External table is not in the expected format
I found the Following and changed my code to be:
sConnString = "provider=Microsoft.Jet.OLEDB.12.0;data source=" & _
"C:\Users\dblois\Desktop\Shareenas Report.xlsx" + ";Extended Properties=Excel 12.0;"
Then I am getting the following error:
Provider cannot be found. It may not be property installed
Upvotes: 2
Views: 7788
Reputation: 107652
In first attempt your OLEDB driver is not appropriate for Excel file type. In second attempt, you have an incorrect OLEDB Driver as there is no 12.0 version for Jet. As @Comintern comments and answers in the very link you posted, use the ACE driver version. But do note for both types, drivers' 32/64-bit versions must match your MS Office bit version or any other program even languages (i.e., PHP, Python, Java) that you attempt to connect to Excel data source.
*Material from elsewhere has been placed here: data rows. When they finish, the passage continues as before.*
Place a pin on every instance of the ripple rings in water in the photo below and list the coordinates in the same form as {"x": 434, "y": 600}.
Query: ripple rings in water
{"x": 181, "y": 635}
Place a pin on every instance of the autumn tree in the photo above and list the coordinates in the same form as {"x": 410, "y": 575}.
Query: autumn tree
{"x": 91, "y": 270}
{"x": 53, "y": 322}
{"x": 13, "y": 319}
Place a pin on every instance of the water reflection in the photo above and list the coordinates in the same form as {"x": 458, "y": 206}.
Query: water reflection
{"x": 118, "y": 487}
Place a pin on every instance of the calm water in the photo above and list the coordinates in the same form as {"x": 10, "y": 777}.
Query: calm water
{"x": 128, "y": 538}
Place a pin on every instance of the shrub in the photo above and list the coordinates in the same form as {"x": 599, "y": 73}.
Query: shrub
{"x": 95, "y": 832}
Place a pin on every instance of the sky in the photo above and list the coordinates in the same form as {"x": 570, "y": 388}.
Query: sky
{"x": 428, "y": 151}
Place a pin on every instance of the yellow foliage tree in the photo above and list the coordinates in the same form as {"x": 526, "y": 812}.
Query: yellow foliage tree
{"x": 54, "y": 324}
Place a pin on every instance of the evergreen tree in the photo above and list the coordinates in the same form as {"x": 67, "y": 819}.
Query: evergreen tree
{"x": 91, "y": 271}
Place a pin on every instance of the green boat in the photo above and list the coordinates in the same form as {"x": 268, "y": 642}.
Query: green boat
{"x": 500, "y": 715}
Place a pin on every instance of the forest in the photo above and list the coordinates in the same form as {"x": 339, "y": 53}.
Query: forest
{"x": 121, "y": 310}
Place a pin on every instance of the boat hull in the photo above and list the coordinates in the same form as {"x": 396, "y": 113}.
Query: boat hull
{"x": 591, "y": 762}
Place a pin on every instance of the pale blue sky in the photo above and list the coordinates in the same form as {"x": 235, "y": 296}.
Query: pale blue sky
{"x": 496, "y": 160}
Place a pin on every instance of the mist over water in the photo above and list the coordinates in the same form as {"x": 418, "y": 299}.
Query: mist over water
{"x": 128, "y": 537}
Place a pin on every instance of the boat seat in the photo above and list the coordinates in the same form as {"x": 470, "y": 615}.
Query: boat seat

For older Excel .xls files, you would use Jet as this engine does not yet know of the .xlsx format and so does not recognize that file type:
strConnection = "Provider=Microsoft.JET.OLEDB.4.0;" _
& "Data Source='C:\Path\To\Excel.xls';" _
& "Extended Properties=""Excel 8.0;HDR=YES;"";"
For more recent Excel files (.xlsx, .xlsm, .xlsb), you would use ACE which is also backwards compatible for .xls types:
strConnection = "Provider=Microsoft.ACE.OLEDB.12.0;" _
& "Data Source='C:\Path\To\Excel.xlsx';" _
& "Extended Properties=""Excel 12.0 Xml;HDR=YES;"";"
Alternatively, use ODBC which is the industry application connection layer used by many programs even non-Windows systems to connect to external backend sources. Even open source programming languages maintain ODBC APIs including PHP's PDO, Python's pyodbc, R's RODBC.
For older source formats:
strConnection = "DRIVER={Microsoft Excel Driver (*.xls)};" _
& "DBQ=C:\Path\To\Excel.xlsx;"
For newer source formats:
strConnection = "DRIVER={Microsoft Excel Driver (*.xls, *.xlsx, *.xlsm, *.xlsb)};" _
& "DBQ=C:\Path\To\Excel.xlsx;"
And the same principles of drivers and bit verisons apply to MS Access .mdb vs .accdb versions.